A friend shared the following thought with me after reading my last piece, drawing inspiration from Richard Powers:

“Time is not linear, but a series of concentric circles, like the rings of a tree. Ourselves today, our newest selves, are the outermost rings of a tree. We are comprised also of every person we were in the years leading up to today, even if those layers have compressed into the past.”

I believe the same is true for what we consume. We are each composed of a unique constellation of reference points—what we watch, read, listen to, wear, etc.

As a thought exercise, I compiled a collection of pieces I always return to—turning them over in my mind, referencing them in conversation.

Twitter avatar for @katiewav
katie @katiewav
when renegotiating identity, i find it so important to constantly return to the content that grounds/once grounded you, to assess how your reaction/resonance with the material has changed -- having the core syllabus of your life is one of the best things you can have as an anchor
1:06 PM ∙ Jun 25, 2022

By “content I return to,” I don’t simply mean favorites, though these often overlap. Many of these pieces, I’ve continued to rave about for years. Several were instrumental to me for a season or two of my life, but I’ve since outgrown.

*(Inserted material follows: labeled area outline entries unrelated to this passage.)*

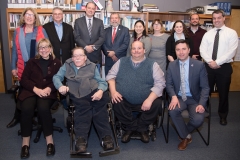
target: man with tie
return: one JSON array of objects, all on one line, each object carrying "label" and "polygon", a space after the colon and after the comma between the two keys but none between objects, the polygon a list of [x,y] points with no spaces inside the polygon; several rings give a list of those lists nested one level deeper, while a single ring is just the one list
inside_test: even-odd
[{"label": "man with tie", "polygon": [[[171,98],[169,114],[181,139],[178,150],[182,151],[192,142],[191,132],[204,121],[210,89],[204,63],[189,57],[190,48],[186,40],[176,41],[175,51],[178,59],[169,63],[166,90]],[[189,112],[187,124],[181,115],[183,110]]]},{"label": "man with tie", "polygon": [[225,13],[222,10],[215,10],[212,13],[212,21],[214,28],[203,36],[200,54],[208,72],[210,94],[214,91],[215,84],[219,93],[220,124],[227,125],[231,62],[238,47],[238,35],[236,31],[225,26]]},{"label": "man with tie", "polygon": [[101,46],[105,39],[103,21],[95,18],[96,5],[88,2],[85,16],[78,18],[74,25],[74,37],[78,47],[82,47],[87,58],[93,63],[102,64]]},{"label": "man with tie", "polygon": [[43,25],[53,46],[53,53],[62,64],[71,57],[75,47],[73,28],[63,22],[62,8],[55,7],[52,11],[53,21]]},{"label": "man with tie", "polygon": [[118,59],[126,56],[130,41],[129,29],[120,25],[118,13],[111,14],[110,23],[111,27],[105,29],[106,38],[102,45],[102,51],[105,55],[106,75]]}]

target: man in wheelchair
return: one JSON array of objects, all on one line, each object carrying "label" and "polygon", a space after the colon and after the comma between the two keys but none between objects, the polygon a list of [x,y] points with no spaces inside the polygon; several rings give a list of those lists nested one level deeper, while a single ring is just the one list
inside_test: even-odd
[{"label": "man in wheelchair", "polygon": [[[62,84],[64,77],[67,86]],[[96,64],[87,59],[83,48],[76,47],[72,50],[72,58],[66,60],[58,73],[54,75],[53,83],[61,94],[65,95],[69,92],[70,99],[75,106],[76,152],[87,151],[88,133],[92,121],[103,149],[105,151],[113,149],[114,142],[106,108],[106,104],[110,101],[105,92],[108,88],[107,82],[100,77]]]},{"label": "man in wheelchair", "polygon": [[[148,143],[148,126],[156,120],[161,109],[158,97],[162,96],[165,87],[164,73],[144,53],[144,44],[133,42],[131,57],[118,60],[106,77],[114,113],[124,126],[123,143],[129,142],[135,132],[140,133],[142,142]],[[141,112],[140,116],[134,116],[133,111]]]}]

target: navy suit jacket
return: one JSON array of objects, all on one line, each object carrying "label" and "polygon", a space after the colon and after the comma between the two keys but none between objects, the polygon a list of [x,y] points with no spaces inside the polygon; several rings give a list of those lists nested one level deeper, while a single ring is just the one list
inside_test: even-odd
[{"label": "navy suit jacket", "polygon": [[97,50],[87,53],[87,57],[93,63],[102,63],[101,46],[105,39],[103,21],[93,17],[92,33],[89,36],[86,17],[78,18],[74,25],[74,38],[78,47],[85,48],[87,45],[95,45]]},{"label": "navy suit jacket", "polygon": [[75,47],[75,41],[73,36],[73,28],[71,25],[62,22],[63,36],[60,41],[57,35],[57,31],[54,22],[49,22],[43,25],[46,30],[48,38],[53,46],[53,53],[60,60],[60,50],[62,50],[62,64],[71,57],[72,49]]},{"label": "navy suit jacket", "polygon": [[102,51],[105,55],[105,71],[111,69],[113,64],[115,63],[111,57],[108,57],[107,51],[114,51],[115,56],[120,59],[121,57],[125,57],[127,54],[127,49],[130,41],[129,29],[122,25],[119,25],[117,28],[117,33],[114,38],[114,42],[112,43],[112,27],[108,27],[105,29],[106,38],[102,45]]},{"label": "navy suit jacket", "polygon": [[[180,83],[180,67],[177,59],[170,62],[167,69],[166,90],[170,98],[178,96]],[[210,91],[207,71],[203,62],[192,58],[189,60],[189,87],[193,99],[205,108]]]}]

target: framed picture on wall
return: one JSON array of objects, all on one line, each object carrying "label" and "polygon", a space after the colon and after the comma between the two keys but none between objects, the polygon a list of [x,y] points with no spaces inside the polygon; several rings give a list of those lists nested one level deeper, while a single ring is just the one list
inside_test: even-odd
[{"label": "framed picture on wall", "polygon": [[130,0],[119,0],[119,11],[130,11]]}]

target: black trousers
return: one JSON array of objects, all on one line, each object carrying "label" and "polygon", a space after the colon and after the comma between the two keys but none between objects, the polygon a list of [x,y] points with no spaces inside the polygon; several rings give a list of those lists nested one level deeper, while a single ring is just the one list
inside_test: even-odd
[{"label": "black trousers", "polygon": [[50,108],[55,100],[43,99],[38,96],[32,96],[23,100],[21,104],[21,134],[22,137],[31,136],[32,118],[35,108],[37,108],[40,123],[43,127],[44,136],[53,134],[53,122]]},{"label": "black trousers", "polygon": [[108,93],[104,92],[99,101],[92,101],[91,96],[95,92],[96,90],[82,98],[71,96],[71,100],[75,106],[74,132],[76,137],[83,137],[85,140],[88,140],[88,133],[92,122],[97,130],[100,140],[106,135],[111,135],[112,133],[106,106],[110,101]]},{"label": "black trousers", "polygon": [[210,94],[214,91],[215,84],[219,93],[218,114],[220,118],[227,118],[229,110],[228,93],[233,72],[232,66],[230,63],[225,63],[218,69],[211,69],[207,63],[205,63],[205,66],[208,72]]},{"label": "black trousers", "polygon": [[[161,113],[161,98],[153,101],[150,110],[142,111],[142,104],[131,104],[123,98],[121,102],[113,104],[116,117],[123,123],[124,130],[127,131],[147,131],[148,126],[153,123],[157,115]],[[140,116],[133,115],[133,111],[141,112]]]}]

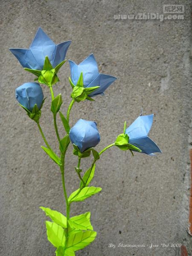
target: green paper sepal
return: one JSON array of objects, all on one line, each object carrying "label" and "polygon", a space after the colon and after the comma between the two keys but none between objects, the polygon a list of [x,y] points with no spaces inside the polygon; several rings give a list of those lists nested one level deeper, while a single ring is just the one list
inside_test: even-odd
[{"label": "green paper sepal", "polygon": [[64,126],[64,128],[66,132],[68,133],[70,130],[70,126],[69,124],[68,121],[61,113],[60,111],[59,111],[59,115]]},{"label": "green paper sepal", "polygon": [[59,148],[61,152],[65,152],[70,143],[70,139],[68,134],[67,134],[60,141]]},{"label": "green paper sepal", "polygon": [[56,114],[59,110],[63,103],[61,94],[60,93],[51,102],[51,110],[54,114]]},{"label": "green paper sepal", "polygon": [[83,158],[84,157],[87,157],[91,155],[91,152],[92,149],[92,148],[90,148],[86,149],[86,150],[82,153],[78,147],[75,144],[73,144],[73,146],[74,148],[73,154],[75,155],[75,156],[77,156],[80,158]]},{"label": "green paper sepal", "polygon": [[100,86],[96,86],[94,87],[84,88],[83,86],[83,72],[81,73],[76,85],[73,83],[70,77],[69,78],[69,80],[71,85],[73,88],[73,92],[71,95],[71,97],[73,100],[74,100],[77,102],[83,101],[86,99],[89,100],[94,100],[88,95],[96,89],[99,88]]},{"label": "green paper sepal", "polygon": [[[38,77],[38,80],[39,83],[46,84],[50,87],[59,81],[60,80],[57,73],[66,60],[62,61],[53,68],[48,56],[46,56],[42,70],[32,69],[26,68],[25,68],[24,69],[36,76]],[[36,78],[35,79],[35,80],[37,80]]]},{"label": "green paper sepal", "polygon": [[126,150],[129,149],[131,151],[132,156],[133,156],[132,150],[136,151],[137,152],[141,152],[141,150],[138,148],[129,143],[129,137],[128,134],[125,133],[126,127],[126,122],[125,122],[124,133],[120,134],[117,136],[115,141],[115,145],[121,150]]},{"label": "green paper sepal", "polygon": [[41,117],[41,109],[43,107],[45,100],[45,98],[43,100],[40,109],[38,108],[37,105],[36,104],[35,104],[32,111],[31,112],[24,107],[24,106],[20,104],[20,103],[19,103],[19,104],[23,108],[25,109],[27,112],[27,113],[29,117],[31,119],[32,119],[32,120],[33,120],[36,122],[36,123],[37,123],[39,122],[39,119]]}]

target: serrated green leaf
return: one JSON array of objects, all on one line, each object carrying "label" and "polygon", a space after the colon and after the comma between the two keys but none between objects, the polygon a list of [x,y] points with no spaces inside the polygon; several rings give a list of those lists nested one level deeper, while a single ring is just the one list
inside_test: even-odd
[{"label": "serrated green leaf", "polygon": [[60,246],[55,251],[56,256],[75,256],[74,251],[70,248],[65,249],[65,247]]},{"label": "serrated green leaf", "polygon": [[57,113],[63,103],[61,94],[60,93],[51,102],[51,111],[53,114]]},{"label": "serrated green leaf", "polygon": [[59,148],[61,152],[66,151],[70,143],[70,139],[68,134],[67,134],[60,142]]},{"label": "serrated green leaf", "polygon": [[51,157],[52,160],[53,160],[56,164],[59,164],[59,165],[60,165],[60,159],[59,156],[57,156],[55,153],[51,149],[50,149],[49,148],[45,148],[45,147],[41,146],[41,147],[45,152]]},{"label": "serrated green leaf", "polygon": [[52,65],[49,59],[48,56],[46,56],[45,59],[44,65],[43,68],[43,70],[50,70],[53,68]]},{"label": "serrated green leaf", "polygon": [[91,150],[95,160],[96,161],[99,159],[100,156],[98,152],[93,148],[92,148]]},{"label": "serrated green leaf", "polygon": [[67,218],[60,212],[52,210],[50,208],[41,206],[39,207],[45,212],[47,216],[50,217],[52,220],[63,228],[67,228]]},{"label": "serrated green leaf", "polygon": [[85,213],[75,216],[70,218],[68,222],[72,228],[81,230],[93,230],[90,221],[91,212],[88,212]]},{"label": "serrated green leaf", "polygon": [[95,168],[95,164],[94,164],[85,172],[82,178],[84,184],[81,181],[80,182],[80,187],[81,188],[83,188],[84,186],[86,187],[89,184],[92,180],[93,178]]},{"label": "serrated green leaf", "polygon": [[66,132],[69,132],[70,130],[70,126],[68,122],[60,111],[59,111],[59,114],[61,119],[62,123],[63,123],[63,124],[64,126],[65,130],[66,131]]},{"label": "serrated green leaf", "polygon": [[74,251],[83,249],[91,244],[96,235],[97,232],[95,231],[72,231],[69,235],[67,248],[70,248]]},{"label": "serrated green leaf", "polygon": [[65,243],[64,230],[62,227],[54,222],[46,221],[47,238],[55,247],[64,246]]},{"label": "serrated green leaf", "polygon": [[79,188],[73,192],[68,199],[69,202],[83,201],[87,198],[98,193],[101,190],[101,188],[86,187],[82,189]]}]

A few may even be embarrassing to share now; these are equally as important, as they still fundamentally shaped how I see the world.

Grouped by medium, but otherwise in no particular order:

  1. The Influence of Anxiety by Daniel Smith

  2. Out there: On Not Finishing by Devin Kelly

  3. Status as a Service by Eugene Wei

  4. Circular time vs. linear time by Austin Kleon

  5. About those "letters to my Asian parents about anti-black racism" by Andy Liu

  6. What If You Could Do It All Over? by Joshua Rothman

  7. The Sound of Silence: Here's What Happened When I Did a Month-Long Sound Fast by Joel Pavelski


  8. The Mushroom at the End of the World by Anna Tsing

  9. What I Talk About When I Talk About Running by Haruki Murakami

  10. Exhalation by Ted Chiang

  11. The Good Earth by Pearl S. Buck

  12. Life for Sale by Yukio Mishima

  13. Why We’re Polarized by Ezra Klein

  14. Winners Take All: The Elite Charade of Changing the World by Anand Giridharadas

  15. The Loneliest Americans by Jay Caspian Kang

  16. The Agony of Eros by Byung-chul Han


  17. Radiolab: Playing God

  18. Radiolab: The Cataclysm Sentence

  19. Radiolab: The Bobbys

  20. The Ezra Klein Show: The moral philosophy of The Good Place

  21. Revisionist History: Malcolm Gladwell debates Adam Grant

  22. Broken Record with Rick Rubin: Tyler the Creator


  23. Transatlanticism by Death Cab for Cutie

  24. For Emma, Forever Ago by Bon Iver

  25. Blonde by Frank Ocean

  26. BUBBA by Kaytranada

  27. how i’m feeling now by Charli XCX

I experienced several conflicting emotions after piecing this collection together, namely a lot of surprise at how vulnerable a list like this feels. When you peek between the lines, intimate themes emerge: anxiety, fear of the unknown and the unfinished, heritage, the responsibility I owe to others and what it means to be a good person, etc. A few questions also arose:

Why did I choose this piece if I feel I’ve outgrown it? What exactly do I think I outgrew?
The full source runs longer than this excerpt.